Prevention Intervention Measures of HAPU in Emergency Patients

Emergency patients often spend long periods resting in a single position, which potentially causes hospital-acquired pressure ulcers. Research shows that the condition affects surgical patients more than other patient categories. Therefore, it is often associated with immobility and maintaining a single rest position, thus blocking essential blood vessels (Aloweni et al., 2019). This eventually causes pressure build-up and possible rapturing of blood vessels causing HAPU. This research aims to examine the impact of prevention intervention practices on the condition’s prevalence among emergency patients. The research involves an experimentation by dividing patients in an emergency room into two groups; a subject group (exposed to prevention interventions) and a control group (not exposed to prevention interventions). The resulting impacts of patient intervention are determined by comparing the data on HAPU rate between the two sample groups.


In emergency department patients (P), does the HAPU prevention intervention (I) as compared to usual care (C) reduces the incidence of HAPU (O) on the third day of patient stay (T)?

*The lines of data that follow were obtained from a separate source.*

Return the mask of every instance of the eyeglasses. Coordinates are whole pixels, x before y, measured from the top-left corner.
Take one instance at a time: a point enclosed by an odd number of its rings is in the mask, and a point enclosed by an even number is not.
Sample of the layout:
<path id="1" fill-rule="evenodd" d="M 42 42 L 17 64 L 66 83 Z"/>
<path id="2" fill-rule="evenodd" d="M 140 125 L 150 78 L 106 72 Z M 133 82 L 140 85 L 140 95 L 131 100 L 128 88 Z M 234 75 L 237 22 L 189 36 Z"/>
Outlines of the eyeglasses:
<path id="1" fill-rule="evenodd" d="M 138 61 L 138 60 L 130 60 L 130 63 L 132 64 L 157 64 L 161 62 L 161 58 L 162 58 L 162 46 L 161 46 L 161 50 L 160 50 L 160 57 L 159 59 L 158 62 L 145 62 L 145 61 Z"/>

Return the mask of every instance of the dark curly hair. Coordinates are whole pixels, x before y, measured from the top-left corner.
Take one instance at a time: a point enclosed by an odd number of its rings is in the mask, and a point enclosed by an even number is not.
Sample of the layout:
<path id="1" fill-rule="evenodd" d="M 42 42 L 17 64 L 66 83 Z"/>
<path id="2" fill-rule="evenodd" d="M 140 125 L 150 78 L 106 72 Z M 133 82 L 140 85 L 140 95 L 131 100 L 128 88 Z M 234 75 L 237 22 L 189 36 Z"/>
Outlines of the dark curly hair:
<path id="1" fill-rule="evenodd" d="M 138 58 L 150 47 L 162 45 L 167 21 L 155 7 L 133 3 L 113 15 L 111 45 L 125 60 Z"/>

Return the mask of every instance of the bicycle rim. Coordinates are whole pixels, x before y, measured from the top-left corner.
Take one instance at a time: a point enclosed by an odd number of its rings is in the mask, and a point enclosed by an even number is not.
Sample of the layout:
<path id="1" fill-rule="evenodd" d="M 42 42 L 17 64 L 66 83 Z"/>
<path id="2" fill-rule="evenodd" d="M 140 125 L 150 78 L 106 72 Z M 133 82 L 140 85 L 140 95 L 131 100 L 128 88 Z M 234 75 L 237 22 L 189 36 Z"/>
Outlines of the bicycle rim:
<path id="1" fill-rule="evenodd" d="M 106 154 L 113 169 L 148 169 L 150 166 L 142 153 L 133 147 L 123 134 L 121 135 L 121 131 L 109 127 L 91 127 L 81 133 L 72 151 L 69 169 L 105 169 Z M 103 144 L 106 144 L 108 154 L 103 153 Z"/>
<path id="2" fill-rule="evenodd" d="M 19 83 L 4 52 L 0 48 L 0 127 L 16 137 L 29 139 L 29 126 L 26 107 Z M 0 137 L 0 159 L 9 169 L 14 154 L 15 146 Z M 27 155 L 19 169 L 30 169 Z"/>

Discussion of Pilot Project

This research aims to evaluate the impacts of prevention intervention measures of HAPU on emergency patients. The approach utilizes support surfaces, more frequent repositioning of patients, and an integrated skin examination. These intervention measures aim to prevent and examine possible causes of HAPU. The study also identifies patients in vulnerable conditions and provides measures for more frequent care among this population. For instance, patients in complete immobility are repositioned every 2 hours, while those with limited mobility are repositioned less frequently. Additionally, patients at a higher risk of pressure-related conditions are provided with frequent care compared to those with no pressure-related conditions due to the predisposition to HAPU. Additionally, patient care promoted the integration of several techniques to improve the efficiency of the process. For instance, nurses can apply the skin examination, use support surfaces, and reposition patients in a single patient’s treatment plan.

Supporting Evidence

The approach to the research includes randomly grouping patients in an emergency setup into two groups; the prevention intervention group and the control group. The control group comprises patients undergoing usual routines without new intervention measures. The patients in this category receive the “usual” treatment plan. The two groups are randomly selected without any criteria. As such, the research results rely on chance and are reliable towards proving or disapproving the hypothesis that prevention intervention measures reduce HAPU cases in emergency rooms. Although the prevention intervention measures aim to improve quality of life and health, ethical standards must be met when dealing with human subjects. Ethical guidelines include informing the test patients of the issues involved, the benefits and possible negative impacts of the research. After the introduction/ unfreezing phase, necessary training will be required to equip nurses with the necessary skills and knowledge (Hidayat et al., 2020). Other activities involved include hiring personnel and patent care provision with respect to the categories. The major stakeholders of the prevention intervention will include nurses and emergency patients. All patients will be included in the research as long as they provide consent.

Implications for Practice

Emergency patients are often exposed to secondary conditions that may result from hospital practices or lack of practice. HAPU may develop after admission of a patient, thus increasing treatment time, cost, and complexity. Prevention interventions will ensure fewer cases are reported since frequent repositioning of patients ensures that blockage of blood vessels is easily avoided. Additionally, physical examination of their skin ensures a proper monitoring system. These measures prevent patients from HAPU and thus improve the quality of health.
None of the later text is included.